Jueves, 18 de Junio de 2026

Starmer contra las redes sociales

ChileEl Mercurio, Chile 18 de junio de 2026

Una discusión como esta resulta insoslayable también para países como Chile.

Ha anunciado el Primer Ministro británico, Keir Starmer, un conjunto de medidas regulatorias para el ecosistema digital, las que espera tener aprobadas a fines de 2026 y aplicar durante 2027. Busca con ellas limitar drásticamente el uso de redes sociales por menores de 16 años. El plan, descrito por el propio gobierno como un modelo "Australia plus" -en directa alusión a la legislación pionera promulgada por ese país a fines de 2024-, abarcará a plataformas de alcance masivo como TikTok, Instagram, YouTube, Snapchat y X, pero pretende ir aún más allá, bloqueando la interacción con desconocidos en plataformas de videojuegos en línea y estudiando la implementación de "toques de queda" digitales para los menores de 18 años.

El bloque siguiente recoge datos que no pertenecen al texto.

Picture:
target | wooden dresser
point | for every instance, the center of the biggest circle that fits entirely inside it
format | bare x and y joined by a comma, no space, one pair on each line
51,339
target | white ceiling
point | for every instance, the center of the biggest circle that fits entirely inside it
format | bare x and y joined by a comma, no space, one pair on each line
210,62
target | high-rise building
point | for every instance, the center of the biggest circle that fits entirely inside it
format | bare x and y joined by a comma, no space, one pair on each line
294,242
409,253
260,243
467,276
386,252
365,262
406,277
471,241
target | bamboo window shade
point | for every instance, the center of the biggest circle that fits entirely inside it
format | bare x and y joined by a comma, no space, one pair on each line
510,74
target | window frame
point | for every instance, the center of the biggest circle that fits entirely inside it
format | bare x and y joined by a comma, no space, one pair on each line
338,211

La motivación detrás de esta estricta política es compartida de manera transversal por sociedades y gobiernos. Existe una creciente y sólida base de evidencia que vincula el uso intensivo de estas plataformas con el deterioro de la salud mental en la adolescencia y el aumento en las tasas de ansiedad y depresión, sumándose a ello casos extremos de trágico desenlace derivados del ciberacoso y la exposición a contenidos nocivos. En el Reino Unido, una consulta pública arrojó que más del 90% de los padres apoyan la medida, reflejo de la impotencia de las familias ante diseños tecnológicos que resultan deliberadamente adictivos y cuyo acceso les resulta imposible limitar por sí mismas.

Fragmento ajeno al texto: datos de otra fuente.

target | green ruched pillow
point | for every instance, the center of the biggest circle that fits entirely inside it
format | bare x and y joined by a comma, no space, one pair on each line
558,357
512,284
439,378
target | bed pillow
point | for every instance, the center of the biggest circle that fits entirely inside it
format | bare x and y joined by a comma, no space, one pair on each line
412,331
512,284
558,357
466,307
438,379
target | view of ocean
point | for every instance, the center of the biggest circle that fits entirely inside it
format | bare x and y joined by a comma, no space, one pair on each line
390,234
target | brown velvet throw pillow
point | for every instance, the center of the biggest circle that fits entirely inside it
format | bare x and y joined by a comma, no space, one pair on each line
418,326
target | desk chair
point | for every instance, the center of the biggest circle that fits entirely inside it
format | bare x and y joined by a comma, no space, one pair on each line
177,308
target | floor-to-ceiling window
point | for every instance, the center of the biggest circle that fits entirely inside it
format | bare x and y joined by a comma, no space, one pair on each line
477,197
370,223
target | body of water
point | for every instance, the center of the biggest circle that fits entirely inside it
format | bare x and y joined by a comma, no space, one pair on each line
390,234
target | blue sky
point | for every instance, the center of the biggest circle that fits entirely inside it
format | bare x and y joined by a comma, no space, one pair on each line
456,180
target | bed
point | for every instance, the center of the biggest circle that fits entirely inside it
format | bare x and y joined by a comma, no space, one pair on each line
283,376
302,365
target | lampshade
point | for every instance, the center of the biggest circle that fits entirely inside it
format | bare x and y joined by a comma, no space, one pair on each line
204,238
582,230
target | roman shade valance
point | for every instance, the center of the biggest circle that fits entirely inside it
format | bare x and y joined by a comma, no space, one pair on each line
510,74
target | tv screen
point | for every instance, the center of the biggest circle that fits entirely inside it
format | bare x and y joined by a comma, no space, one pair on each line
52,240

Sin embargo, el entusiasmo inicial que pueden despertar este tipo de prohibiciones choca rápidamente con la complejidad práctica de su implementación y otras legítimas aprensiones. Por una parte, la experiencia preliminar en el caso australiano sugiere que la eficacia de las vedas etarias es, en el mejor de los casos, parcial. Los niños y jóvenes, muchos de los cuales poseen mayores competencias digitales que sus padres o incluso que las autoridades fiscalizadoras, suelen encontrar atajos tecnológicos para sortear los controles de edad.

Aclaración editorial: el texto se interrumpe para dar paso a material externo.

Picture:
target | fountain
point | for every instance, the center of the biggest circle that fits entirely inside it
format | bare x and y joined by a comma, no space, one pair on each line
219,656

Por otra parte, para que las empresas puedan garantizar fehacientemente que un usuario es mayor de 16 años, deberán incurrir en prácticas de recolección de datos personales que pueden estimarse invasivas, como la exigencia de documentos de identidad o el uso de biometría facial a todos sus usuarios. Así, en el afán loable de proteger la integridad de los menores, toda la población adulta puede quedar sometida a un escrutinio que merme las garantías de privacidad propias de una sociedad libre.
Existe, en este sentido, un legítimo debate, que involucra temas como los límites a la intervención del Estado y también la duda de si este tipo de prohibiciones absolutas no puede terminar dificultando el desarrollo de habilidades necesarias para desenvolverse responsablemente en el entorno digital. Al mismo tiempo, sin embargo, los países no pueden quedar indiferentes ante la abundante evidencia del daño real que la exposición continua a redes está hoy generando sobre una parte significativa de su población.
Para Chile, una de las naciones con mayores tasas de conectividad y de penetración de redes sociales en la región, esta discusión resulta insoslayable. Es ya claro que la autorregulación de la industria tecnológica -sea por falencias o por falta de un real compromiso- ha fracasado en resguardar a los más vulnerables y que, frente a la impotencia de las familias, los Estados tienen un papel que asumir. No obstante, importar ejemplos vistosos sin sopesar debidamente su factibilidad técnica y efectos colaterales podría redundar en legislaciones poco efectivas que generen un falso sentido de seguridad.